Rewrites a JavaScript function or module, such that any global property access is transformed to call a member of a new dsl argument. Use dslify to interpret domain-specific languages without messing around in global scope.

Build Status

Dependency status

Install

npm install dslify

Rewriting Functions

var dslify = require('dslify')

var script = function() {
  return addHorn(addLegs(makeAnimal()))
}

var factory = dslify.transform(script)

var dsl = {
  makeAnimal() {
    return {}
  },
  addLegs(animal) {
    animal.legs = 4
    return animal
  },
  addHorn(animal) {
    animal.horns = 1
    return animal
  }
}

factory(dsl) // => { legs: 4, horns: 1 }

Sometimes you might want to operate with strings instead of JavaScript functions. For example if you are generating templates or want to send JavaScript to the client.
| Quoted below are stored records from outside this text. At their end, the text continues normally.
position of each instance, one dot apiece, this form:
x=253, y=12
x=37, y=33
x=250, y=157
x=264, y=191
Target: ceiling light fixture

var dslify = require('dslify')

var input = "function(input) { return shout(input, globalValue) }"
var output = dslify.transform(input, { asString: true })

output // => function(input) { return shout(input, _dsl.globalValue) }

Rewriting Modules

By rewriting an entire module in terms of another 'dsl' interpreter module, you can make slightly larger DSLs:

// abstract.js
module.exports = {
  log: function(message) {
    print(message);
  }
};

// printer.js
module.exports = {
  print: function(message) {
    console.log(message + '!')
  }
};

// compile.js
var dslify = require('dslify');
var abstract = require('fs').readFileSync('./abstract.js', 'utf-8');
var concrete = dslify.transformModule(abstract, './printer');
fs.writeFileSync('./concrete.js', concrete);

// then...
var concrete = require('./concrete.js');
concrete.log('jibber jabber'); // -> jibber jabber!

How?

dslify parses JavaScript using esprima, rewriting it as new JavaScript using escodegen.

Hold on, isn't this just a long-winded JavaScript 'with'?

Yes. But 'with' is leaky and dangerous, wheras dslify is like a sandbox because it rewrites access to global scope, e.g:

var dslify = require('dslify');

var dsl = {};

var withWith = function(dsl) {
  with (dsl) {
    y = 'leaks into global!';
  }
};
var withDslify = dslify.transform(function() {
  z = 'global is safe!';
});

withWith(dsl);
withDslify(dsl);

console.log(global.y);  // leaks into global!
console.log(global.z);  // undefined
console.log(dsl.z);     // global is safe!

Isn't it hard to debug dynamically-generated functions?

Yes. And dynamically generating functions is relatively slow, compared to calling functions. Therefore consider transforming functions at build time instead of run time.